Figure 3. PTEN protein loss by immunohistochemistry…
Figure 3. PTEN protein loss by immunohistochemistry is highly correlated with prostate cancer pathologic stage and grade
(A) PTEN protein is more frequent in higher pathologic stage tumors (p=0.003 by Pearson’s chi square test). (B) PTEN protein loss is more common in higher Gleason grade tumors (p=0.0001 by Pearson’s chi square test). (C) PTEN protein loss is least common in benign prostate tissues and PIN and most common in metastatic prostate tumors (p=0.001 by Pearson’s chi square test).
Figure 4. PTEN protein expression by immunohistochemistry…
Figure 4. PTEN protein expression by immunohistochemistry is highly correlated with PTEN genomic loss by FISH
In Case A, PTEN protein is highly expressed in malignant glands, corresponding to a normal PTEN/CEP10 ratio by FISH, with retention of PTEN (red) and CEP10 (green) FISH signals in malignant cells. In Case B, PTEN protein is markedly decreased in malignant glands, with a corresponding PTEN/CEP10 ratio of 0.18. Malignant cells show homozygous loss of the PTEN (red) signal in malignant cells, with retention of the CEP10 (green signal).
Figure 5. PTEN protein loss by immunohistochemistry…

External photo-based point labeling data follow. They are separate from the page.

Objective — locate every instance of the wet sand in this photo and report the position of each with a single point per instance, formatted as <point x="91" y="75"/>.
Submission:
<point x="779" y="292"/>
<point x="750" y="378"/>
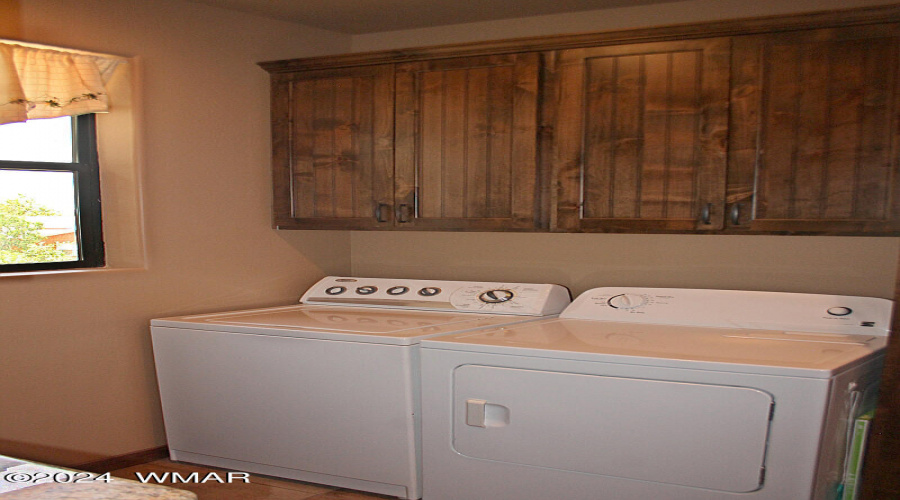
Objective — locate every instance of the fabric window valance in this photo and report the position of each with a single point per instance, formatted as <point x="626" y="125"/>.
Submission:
<point x="46" y="83"/>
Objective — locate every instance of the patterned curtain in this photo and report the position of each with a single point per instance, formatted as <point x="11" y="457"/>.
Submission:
<point x="46" y="83"/>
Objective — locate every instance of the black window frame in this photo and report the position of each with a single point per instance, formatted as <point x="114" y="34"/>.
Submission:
<point x="89" y="224"/>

Figure 5. PTEN protein loss by immunohistochemistry is associated with poor clinical outcomes in a surgical cohort of high risk prostate cancer patients
(A) The Kaplan-Meier curve shows a significant decrease in metastasis-free survival for patients with PTEN protein loss by immunohistochemistry (p= 0.03). (B) The Kaplan-Meier curve for disease-specific survival shows a non-significant decrease in prostate-cancer specific survival in patients with PTEN protein loss (p = 0.06).